DIALEKSIS.COM | Banda Aceh - Sekjen KAHMI Aceh, Dr Safwan Nurdin SE MSi mendorong pemerintah Aceh berserta Satuan Kerja Perangkat Aceh (SKPA) untuk mempercepat realisasi Anggaran Pendapatan dan Belanja Aceh (APBA). Hingga 14 Juli 2025, berdasarkan data P2K realisasi anggaran baru 33,79 persen atau Rp3,72 triliun dari total pagu sebesar Rp11 triliun.
“Ini masih tergolong rendah dan berisiko meninggalkan SILPA (Sisa Lebih Penggunaan Anggaran, Red),” kata Safwan, Selasa (15/7/2025).
Realisasi yang rendah, lanjut dia, akan memperlambat perputaran uang di daerah yang akan berdampak terhadap lesunya perekonomian masyarakat.
Terlebih, sebut Safwan, saat ini tingkat kemiskinan Aceh angka 718,96 ribu atau sebesar 12,64 persen. Belum lagi tingkat pangangguran terbuka yang mencapai 146 ribu orang dari total 2,7 juta angkatan kerja.
“Para kepala SKPA semestinya mengevaluasi dan memonitor percepatan realisasi anggaran. Terlebih program yang berkaitan langsung dengan pelayanan dasar, pengentasan kemiskinan, pengangguran, dan peningkatan pertumbuhan ekonomi daerah,” tegasnya.
Langkah-langkah strategis yang dapat ditempuh, saran Safwan, diantaranya seperti melakukan monitoring mingguan terhadap realisasi fisik dan keuangan setiap SKPA, memberikan pendampingan teknis bagi SKPA yang mengalami hambatan pelaksanaan, mendorong percepatan proses pengadaan barang dan jasa melalui e-katalog dan tender dini.
“Ini kan SILPA sering terjadi setiap tahunnya,” ujar dia, “Gubernur pelu memberikan reward and punishment.”
Berdasarkan data tahun sebelumnya, sebut Safwan, SILPA cenderung meningkat setiap tahunnya. Pada tahun 2022, SILPA tercatat sebesar Rp1,3 miliar, lalu meningkat menjadi Rp4, 8 miliar di tahun 2023. Bahkan tahun 2024 meningkat lagi menjadi Rp5,3 miliar.
Hal ini, tambahnya, menunjukan bahwa pengelolaan anggaran publik belum efektif dan efisien.
“SKPA perlu melakukan perbaikan kinerjanya, terutama yang realisasi anggaran 50 persen agar visi misi pemerintah Aceh dibawah Gubernur Mualem dapat tercapai,” tutur Safwan.

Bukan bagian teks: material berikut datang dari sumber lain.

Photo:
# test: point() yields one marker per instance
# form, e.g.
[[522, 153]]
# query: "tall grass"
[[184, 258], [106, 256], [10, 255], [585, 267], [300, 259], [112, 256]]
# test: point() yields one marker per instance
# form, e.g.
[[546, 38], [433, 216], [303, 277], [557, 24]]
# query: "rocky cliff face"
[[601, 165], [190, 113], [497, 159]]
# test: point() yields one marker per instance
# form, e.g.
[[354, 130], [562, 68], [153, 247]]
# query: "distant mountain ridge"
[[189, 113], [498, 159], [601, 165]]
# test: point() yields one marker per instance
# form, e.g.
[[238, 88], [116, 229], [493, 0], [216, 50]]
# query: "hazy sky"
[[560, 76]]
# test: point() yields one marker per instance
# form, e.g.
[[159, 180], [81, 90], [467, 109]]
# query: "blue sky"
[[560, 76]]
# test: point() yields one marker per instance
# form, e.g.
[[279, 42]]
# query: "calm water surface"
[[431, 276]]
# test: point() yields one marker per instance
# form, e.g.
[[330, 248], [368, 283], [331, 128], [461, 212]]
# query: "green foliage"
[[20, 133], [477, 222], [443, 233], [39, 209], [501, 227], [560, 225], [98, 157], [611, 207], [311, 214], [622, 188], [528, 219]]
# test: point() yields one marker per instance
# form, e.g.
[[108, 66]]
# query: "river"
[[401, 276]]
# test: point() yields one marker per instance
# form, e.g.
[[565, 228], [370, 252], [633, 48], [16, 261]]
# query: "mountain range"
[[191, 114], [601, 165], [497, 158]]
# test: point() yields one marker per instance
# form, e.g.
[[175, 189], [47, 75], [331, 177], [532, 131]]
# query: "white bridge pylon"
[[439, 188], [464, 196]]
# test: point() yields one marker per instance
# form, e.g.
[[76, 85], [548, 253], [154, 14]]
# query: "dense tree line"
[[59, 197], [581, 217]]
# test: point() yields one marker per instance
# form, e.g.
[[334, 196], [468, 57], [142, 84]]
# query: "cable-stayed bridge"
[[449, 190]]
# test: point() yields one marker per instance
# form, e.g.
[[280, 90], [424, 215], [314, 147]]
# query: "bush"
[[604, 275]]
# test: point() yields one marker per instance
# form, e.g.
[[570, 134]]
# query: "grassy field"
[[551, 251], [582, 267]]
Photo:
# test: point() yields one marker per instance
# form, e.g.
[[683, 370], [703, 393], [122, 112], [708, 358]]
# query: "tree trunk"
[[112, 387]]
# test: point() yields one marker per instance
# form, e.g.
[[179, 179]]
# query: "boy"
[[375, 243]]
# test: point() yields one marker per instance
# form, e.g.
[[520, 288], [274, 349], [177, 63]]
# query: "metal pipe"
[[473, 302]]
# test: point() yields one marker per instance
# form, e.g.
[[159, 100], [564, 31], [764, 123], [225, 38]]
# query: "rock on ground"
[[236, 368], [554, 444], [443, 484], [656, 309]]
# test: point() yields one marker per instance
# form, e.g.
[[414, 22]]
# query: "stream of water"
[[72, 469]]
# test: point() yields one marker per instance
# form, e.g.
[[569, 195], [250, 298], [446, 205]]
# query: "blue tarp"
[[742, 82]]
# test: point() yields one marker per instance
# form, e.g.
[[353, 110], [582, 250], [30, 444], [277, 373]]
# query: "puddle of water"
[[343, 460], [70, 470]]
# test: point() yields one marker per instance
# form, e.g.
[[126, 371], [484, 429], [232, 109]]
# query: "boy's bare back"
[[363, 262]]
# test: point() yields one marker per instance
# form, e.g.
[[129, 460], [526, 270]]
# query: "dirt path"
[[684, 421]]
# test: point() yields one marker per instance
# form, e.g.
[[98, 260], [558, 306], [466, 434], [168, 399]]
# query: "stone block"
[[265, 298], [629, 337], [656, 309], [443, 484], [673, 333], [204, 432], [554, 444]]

Menurut Doktor bidang Ekonomi Publik ini, anggaran bukan sekadar angka, tetapi menyangkut layanan dasar masyarakat, pembangunan infrastruktur, hingga penguatan ekonomi lokal.
“Pemerintah Aceh tidak boleh menunda-nunda realisasinya, sehingga tidak terkesan adanya politik anggaran transaksional,” pungkasnya. [*]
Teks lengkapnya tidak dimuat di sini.